Deux alertes dans la nuit

Le 23 Mai 1918

Mon tout petiot chéri,

Cette nuit, nous avons eu encore deux alertes. J’étais couchée et je dormais depuis à peu près ½ heure lorsque mon père est venu me réveiller afin de me prévenir de l’alerte. Ma foi, je n’avais rien entendu du tout et je crois que s’il ne m’avait pas réveillée, j’aurais continué de dormir. J’étais tellement fatiguée de l’autre nuit, qu’aussitôt couchée, j’ai dormi comme un plomb. Il était 11h½ lorsque je suis descendue. A minuit ¼, on sonnait la berloque. Je me recouche et ne pouvais plus m’endormir. Enfin, au bout d’une demi-heure, j’arrive à dormir. Eh bien oui, pas pour longtemps, ½h après, mon père me re-cogne à la porte. J’étais furieuse. J’avais pourtant dit que je ne voulais plus descendre à la cave. Il n’y a rien à faire, toutes les fois, c’est à recommencer. Hier, j’ai même manqué de me faire disputer parce que j’étais trop longue à m’apprêter et que je regardais par la fenêtre. Cette alerte-là a été plus sérieuse que la 1ère. Nous sommes restés à la cave jusqu’à 4h¼. Tu vois d’ici, divertissement !!!

pp 23-05-18

Il faisait petit jour lorsque je me suis recouchée. Je me suis réveillée à 7h, aussi, je n’ai pas trouvé mon compte de sommeil et ce matin, je suis vannée ! Pour me remettre, pas de nouvelles de toi. Je descends à 8h voir si le facteur était passé, eh bien j’en ai été pour mes frais, la pipelette dormait. Je redescends au bout d’une demi-heure. Elle était toujours couchée. Alors j’ai cogné et lui ai demandé s’il y avait quelque chose pour moi. De son air le plus désagréable, elle m’a répondu que non ! A dix heures, rien non plus, aussi je suis toute triste.

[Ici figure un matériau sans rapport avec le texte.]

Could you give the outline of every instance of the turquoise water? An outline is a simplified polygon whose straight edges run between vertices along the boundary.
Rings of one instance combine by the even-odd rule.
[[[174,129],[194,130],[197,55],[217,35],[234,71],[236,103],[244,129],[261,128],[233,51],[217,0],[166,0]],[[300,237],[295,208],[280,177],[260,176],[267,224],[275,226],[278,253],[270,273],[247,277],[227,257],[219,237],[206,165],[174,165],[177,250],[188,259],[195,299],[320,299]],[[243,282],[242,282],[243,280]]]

J’espère que tu es toujours en bonne santé et que ce retard est dû à la poste.

J’ai vu un cheval pie avant hier. Est-ce des fois que tu viendrais ? Je ne le crois pas, ça serait trop beau. De plus, j’ai trouvé une araignée. Alors araignée du matin, chagrin. Mon Loul ne viendra certainement pas.

Pour me réveiller et me changer un peu les idées, tantôt, je vais aller me promener. Je ne me sens pas le courage de rester seule toute l’après-midi. Je vais aller faire un tour aux Galeries.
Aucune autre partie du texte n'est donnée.